There are multiple parameters we can tweak for different outcomes:

Mandatory:

cdm Connection to the database

targetTable Table for target cohort

controlTable Table for control cohort

pathToResults Path to the results folder, can be project’s working directory

domainsIncluded list of CDM domains to include, choose from Drug, Condition, Measurement, Observation, Procedure, Visit, Visit detail

complName Name of the output file

Customization:

runZTests boolean for running Z-tests, tests is ran between the prevalence metrics

runLogitTests boolean for logit-tests on the prevalence, builds a model for predicting whether the patient is in target or control

runKSTests boolean for Kolmogorov-Smirnov tests on the occurrence time (vs uniform distribution)

getAllAbstractions boolean for creating abstractions’ levels for the imported data, this is useful when using GUI and exploring data

maximumAbstractionLevel Maximum level of abstraction allowed, if getAllAbstractions is TRUE, for hierarchy the concept_hierarchy table is used

getSourceData boolean for fetching source data, the data abstraction level which is used to map to OMOP CDM

lookbackDays FALSE or an integer stating the look-back period for cohort index date. This can be used inside the GUI which has a slider for adding look-back data.

prevalenceCutOff numeric or FALSE, if set, removes all of the concepts which are not present (in target) more than prevalenceCutOff times. Eg if set to 2, only concepts present double in target are exported.

topK numeric or FALSE, if set, keeps at maximum this number of features in the analysis. Maximum number of features exported.

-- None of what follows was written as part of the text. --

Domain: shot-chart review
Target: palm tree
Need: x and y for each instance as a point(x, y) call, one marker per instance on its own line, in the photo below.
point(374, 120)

presenceFilter numeric or FALSE, if set, removes all features represented by fewer target cohort subjects than the given percentage

complementaryMappingTable data frame or FALSE. Mappingtable for mapping concept_ids if present, columns CONCEPT_ID, CONCEPT_ID.new, CONCEPT_NAME.new,

numCores Number of cores to allocate to parallel processing, by default max number of cores - 1

createOutputFiles Boolean for creating output files, the default value is TRUE

safeRun boolean for only returning summarized data

Notes:

When using the GUI prevalenceCutOff, presenceFilter can be changed on a slider.

The effect of runZTests and runLogitTests can be toggled.

The function will output a file with complName, in this case CohortContrastStudy.rds to the pathToResults path.